Gordon Ung | Nov. 14, 2014
It's the thinnest convertible laptop to date with a beautiful screen, and packs Intel's new Core M chip too.

Thinner and lighter
Lenovo says the Yoga 3 Pro is 17 percent thinner and 15 percent lighter than its predecessor. It's officially 2.62 lbs, 13 inches wide, 9 inches deep and 0.5-inch thick. It's so thin, in fact, Lenovo claims it's the thinnest convertible notebook in ze vorld!

That's technically true, I suppose, but I'll point out before the peanut gallery does that the Surface 3 Pro is 0.36-inch thick. However... the problem with that Microsoft spec is it doesn't include the Type Cover keyboard. And, I'm sorry, without the keyboard, the Surface Pro 3 is essentially useless for most real work. So the Surface Pro 3's effective width (keyboard cover and all) is 0.55-inch, and thus the Yoga 3 Pro is ze vinner!

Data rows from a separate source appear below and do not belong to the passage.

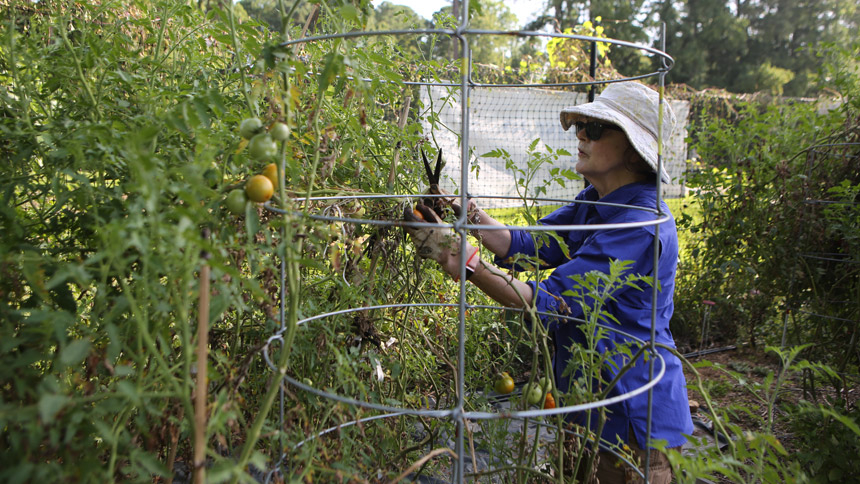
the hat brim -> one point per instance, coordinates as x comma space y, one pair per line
642, 141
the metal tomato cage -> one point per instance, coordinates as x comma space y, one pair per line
457, 413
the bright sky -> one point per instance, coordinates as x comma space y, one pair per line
525, 10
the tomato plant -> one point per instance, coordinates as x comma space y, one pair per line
249, 127
262, 147
236, 201
280, 131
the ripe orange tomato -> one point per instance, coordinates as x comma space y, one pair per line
504, 383
271, 172
259, 189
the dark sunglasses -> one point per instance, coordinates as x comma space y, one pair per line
594, 129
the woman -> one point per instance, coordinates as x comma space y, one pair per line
617, 136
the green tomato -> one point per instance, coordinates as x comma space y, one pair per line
533, 394
249, 127
504, 384
236, 201
545, 383
280, 131
262, 147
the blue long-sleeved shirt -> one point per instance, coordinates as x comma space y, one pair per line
592, 250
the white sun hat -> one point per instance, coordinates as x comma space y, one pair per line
634, 108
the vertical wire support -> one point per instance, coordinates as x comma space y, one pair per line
282, 314
654, 283
465, 92
592, 70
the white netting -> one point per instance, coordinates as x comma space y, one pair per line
511, 118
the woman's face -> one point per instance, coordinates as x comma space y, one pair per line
603, 160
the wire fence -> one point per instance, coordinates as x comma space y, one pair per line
463, 98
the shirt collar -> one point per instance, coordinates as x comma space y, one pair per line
622, 195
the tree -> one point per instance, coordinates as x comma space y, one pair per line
788, 34
708, 43
622, 20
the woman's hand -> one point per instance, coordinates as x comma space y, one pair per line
431, 241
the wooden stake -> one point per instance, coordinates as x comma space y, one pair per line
201, 393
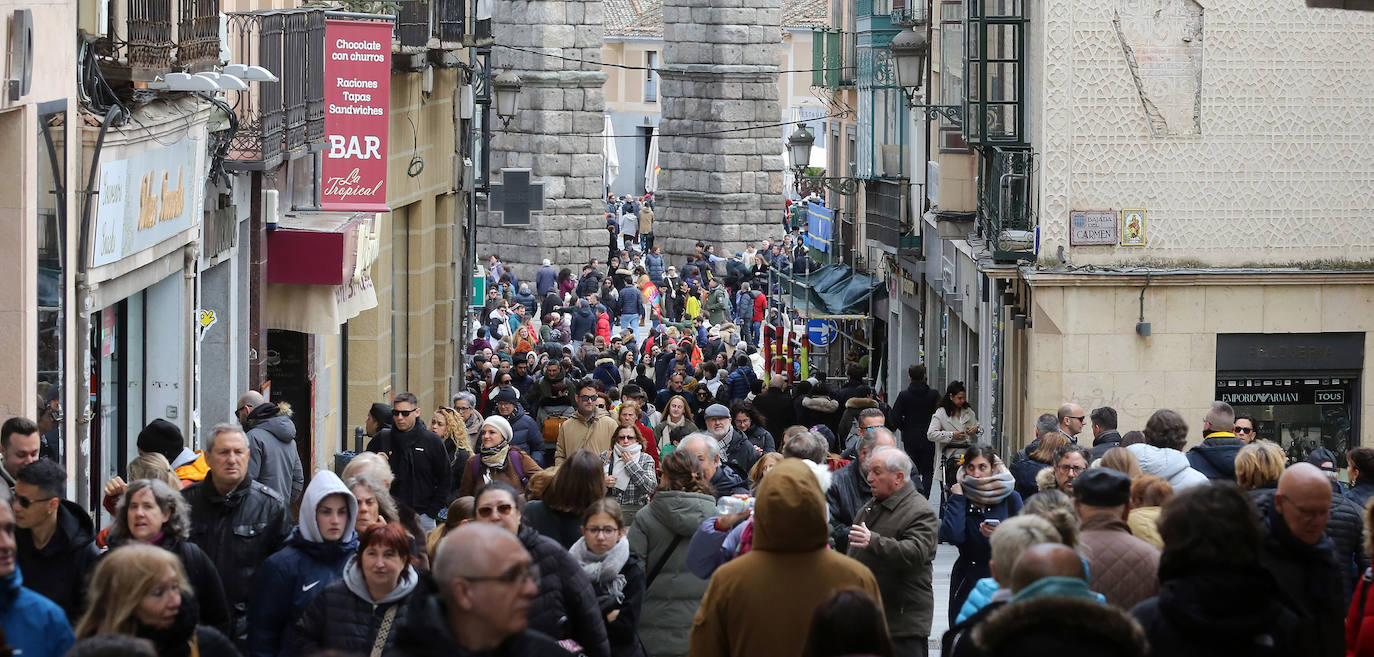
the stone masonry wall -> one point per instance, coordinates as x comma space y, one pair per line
720, 73
555, 134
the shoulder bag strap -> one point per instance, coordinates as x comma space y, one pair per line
662, 561
384, 630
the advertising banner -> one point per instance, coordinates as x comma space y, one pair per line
357, 91
146, 199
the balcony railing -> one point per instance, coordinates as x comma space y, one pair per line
1006, 201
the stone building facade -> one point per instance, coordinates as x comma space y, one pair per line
557, 132
719, 183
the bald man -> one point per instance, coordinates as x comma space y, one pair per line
1301, 558
1072, 419
485, 588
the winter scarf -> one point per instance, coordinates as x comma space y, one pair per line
603, 569
988, 491
617, 468
495, 457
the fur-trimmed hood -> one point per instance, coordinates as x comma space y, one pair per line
819, 403
1060, 626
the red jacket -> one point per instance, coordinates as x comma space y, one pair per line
1359, 623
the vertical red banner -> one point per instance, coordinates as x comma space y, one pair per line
357, 92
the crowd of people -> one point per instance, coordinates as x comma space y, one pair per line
657, 491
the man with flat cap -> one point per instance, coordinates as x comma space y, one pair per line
1123, 568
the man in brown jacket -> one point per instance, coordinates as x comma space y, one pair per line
591, 429
1123, 568
786, 575
896, 535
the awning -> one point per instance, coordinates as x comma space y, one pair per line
322, 275
833, 290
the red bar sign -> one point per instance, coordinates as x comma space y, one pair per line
357, 91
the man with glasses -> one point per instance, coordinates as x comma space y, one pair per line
1069, 462
418, 459
485, 588
55, 539
1071, 421
19, 444
590, 429
1215, 458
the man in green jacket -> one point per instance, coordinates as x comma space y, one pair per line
717, 304
896, 535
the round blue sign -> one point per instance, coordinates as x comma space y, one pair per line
820, 331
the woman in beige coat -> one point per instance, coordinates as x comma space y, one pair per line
952, 428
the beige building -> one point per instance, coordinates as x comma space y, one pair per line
1160, 212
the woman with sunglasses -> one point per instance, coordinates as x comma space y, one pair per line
629, 472
356, 615
566, 605
617, 575
496, 459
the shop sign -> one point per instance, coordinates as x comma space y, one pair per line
357, 90
1093, 228
146, 199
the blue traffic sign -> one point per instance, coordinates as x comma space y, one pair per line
820, 331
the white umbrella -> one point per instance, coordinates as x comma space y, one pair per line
651, 165
610, 158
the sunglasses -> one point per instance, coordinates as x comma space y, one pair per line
26, 502
498, 509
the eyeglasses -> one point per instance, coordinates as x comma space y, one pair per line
499, 509
514, 576
26, 502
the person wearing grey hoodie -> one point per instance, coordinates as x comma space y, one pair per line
362, 610
315, 555
274, 459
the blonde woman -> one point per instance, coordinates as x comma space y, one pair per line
140, 591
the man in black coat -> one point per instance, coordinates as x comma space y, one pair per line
55, 538
478, 605
849, 490
775, 406
1301, 558
418, 459
911, 414
237, 521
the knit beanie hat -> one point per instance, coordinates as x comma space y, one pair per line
161, 437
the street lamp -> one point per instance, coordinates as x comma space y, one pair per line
506, 88
911, 52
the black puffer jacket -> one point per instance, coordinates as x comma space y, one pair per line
237, 531
421, 466
566, 605
344, 617
847, 495
1197, 615
61, 569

Lenovo has made a few other nip-tucks to the Yoga 3 Pro. There's now one more USB 3.0 port than the Yoga 2 Pro, plus a handy combo USB 2.0 and charging jack. Lenovo also moved the power button back, responding to complaints from people who hit the old button by mistake, putting the machine to sleep.

In my experience, though, the new power button placement isn't enough--the button protrudes slightly and is still too easy to hit. At this point, it might be wiser to recess the button more, or move to a slide switch. I also had issues with the Windows button integrated into the display: It requires so much pressure, the laptop slides back half an inch when I try to activate it. I suspect it's a problem with my review unit, as others haven't reported similar issues.

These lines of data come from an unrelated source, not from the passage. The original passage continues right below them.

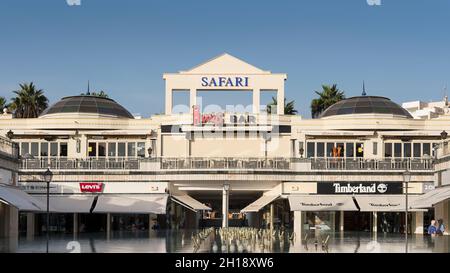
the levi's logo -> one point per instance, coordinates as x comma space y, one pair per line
91, 187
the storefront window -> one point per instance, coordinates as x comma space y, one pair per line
44, 149
397, 150
112, 149
101, 149
121, 149
417, 150
359, 150
63, 149
53, 149
406, 149
34, 149
141, 149
426, 149
387, 149
310, 151
350, 149
320, 149
131, 149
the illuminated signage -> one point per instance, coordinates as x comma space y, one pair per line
225, 81
91, 187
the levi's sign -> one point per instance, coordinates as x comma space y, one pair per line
360, 188
225, 81
91, 187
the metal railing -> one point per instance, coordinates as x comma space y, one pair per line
198, 163
9, 148
372, 164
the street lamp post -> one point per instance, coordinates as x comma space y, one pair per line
406, 179
48, 175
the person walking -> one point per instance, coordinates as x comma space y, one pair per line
440, 227
432, 228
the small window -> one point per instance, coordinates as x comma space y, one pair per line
359, 149
24, 148
417, 150
350, 150
44, 149
406, 149
121, 149
320, 149
101, 149
131, 149
397, 150
387, 149
310, 149
54, 149
34, 149
141, 149
92, 149
111, 149
330, 147
63, 149
426, 149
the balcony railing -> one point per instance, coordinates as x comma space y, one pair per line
371, 164
197, 163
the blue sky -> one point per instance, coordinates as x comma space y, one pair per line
401, 49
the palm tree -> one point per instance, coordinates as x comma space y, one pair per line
29, 101
327, 97
288, 107
3, 104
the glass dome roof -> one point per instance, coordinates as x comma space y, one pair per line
88, 105
365, 105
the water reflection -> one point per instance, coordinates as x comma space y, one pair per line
231, 240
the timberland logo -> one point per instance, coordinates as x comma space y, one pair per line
372, 188
374, 2
73, 2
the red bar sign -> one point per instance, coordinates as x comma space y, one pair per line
91, 187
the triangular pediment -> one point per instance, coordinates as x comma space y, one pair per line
225, 64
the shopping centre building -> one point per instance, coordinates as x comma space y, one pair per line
344, 171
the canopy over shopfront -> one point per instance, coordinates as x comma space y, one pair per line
21, 200
322, 203
260, 203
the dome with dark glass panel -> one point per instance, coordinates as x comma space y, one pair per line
366, 105
86, 105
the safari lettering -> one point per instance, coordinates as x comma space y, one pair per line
225, 82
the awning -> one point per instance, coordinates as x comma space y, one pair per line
384, 202
260, 203
431, 198
322, 203
68, 203
21, 200
189, 202
132, 203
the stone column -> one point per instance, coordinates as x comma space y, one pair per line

In our review of the Yoga 2 Pro, we dinged the unit for having a shallow keyboard with insufficient key travel. The problem persists in the Yoga 3 Pro. The machine's thin profile certainly presents challenges for keyboard design, but nonetheless, typing on the backlit keyboard takes some getting used to. It's always a bit jarring when the keys bottom out too soon. The trackpad, fortunately, offers the same silky-smooth experience that Lenovo delivered in the Yoga 2 Pro.

Other specs? For those keeping score, the review unit I received featured a 256GB Lite-On M.2 SSD, 8GB of low-power DDR3 RAM, a 720p web cam, 802.11ac and Bluetooth 4.0 radios, and Windows 8.1.

Enter Intel Core M
Besides the watchband hinge, the real big news is the CPU: Intel's new Core M 5Y70, aka Broadwell. This 5th-generation chip's main claim to fame is lower power consumption. In fact, Intel says the Core M 5Y70 in the Yoga 3 Pro is rated at 4.5 watts versus the 15 watts of the Haswell-based Core i5 chips in the Surface Pro 3 and the previous Yoga. The Core M 5Y70 in the Yoga 3 Pro features an upgraded graphics core (Intel's HD 5300) and a base clock of 1.1GHz, with the ability to crank up speeds to 2.6GHz when needed.